A complexa relação de Agatha com Rio Vidal (interpretada por Aubrey Plaza) foi o coração da série. O vínculo romântico entre elas foi intencional e apresentado como parte essencial da identidade das personagens, conferindo à trama um peso significativo e realista, influenciando até mesmo a hierarquia de poder do MCU.

A representação queer na tela ainda é relativamente rara em franquias massivas como o MCU. Agatha e Rio, assim como Billy Kaplan/Maximoff (Joe Locke), representam a maioria dos personagens LGBTQ+ canônicos do MCU. Interromper o desenvolvimento do relacionamento queer mais bem construído da franquia envia uma mensagem equivocada aos fãs, sugerindo que essas histórias só podem existir isoladamente e nunca ser expandidas. Há muito mais a ser explorado sobre Agatha e Morte.

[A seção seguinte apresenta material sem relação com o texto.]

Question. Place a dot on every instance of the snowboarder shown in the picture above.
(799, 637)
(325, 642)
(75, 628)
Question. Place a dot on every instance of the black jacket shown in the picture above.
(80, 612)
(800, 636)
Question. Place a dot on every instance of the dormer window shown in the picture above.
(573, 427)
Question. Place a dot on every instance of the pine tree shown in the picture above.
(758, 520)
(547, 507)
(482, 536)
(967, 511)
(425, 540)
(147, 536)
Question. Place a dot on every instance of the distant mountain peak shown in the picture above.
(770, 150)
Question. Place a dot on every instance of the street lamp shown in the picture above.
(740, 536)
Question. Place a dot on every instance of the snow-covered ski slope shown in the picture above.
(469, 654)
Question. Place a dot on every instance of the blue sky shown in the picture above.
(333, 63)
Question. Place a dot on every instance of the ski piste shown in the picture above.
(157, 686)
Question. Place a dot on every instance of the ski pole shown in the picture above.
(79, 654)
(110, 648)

Uma segunda temporada faria mais do que continuar o arco de Agatha. Permitiria que sua dinâmica com Rio tivesse o mesmo peso narrativo de qualquer outra história do MCU, seja romântica ou não. Essa consistência é o que transforma representação em normalização. A Marvel passou anos expandindo seu universo ao revisitar personagens e permitir que suas histórias evoluíssem. Agatha e seu coven merecem o mesmo tratamento. Sem uma segunda temporada, Agatha All Along parece incompleta.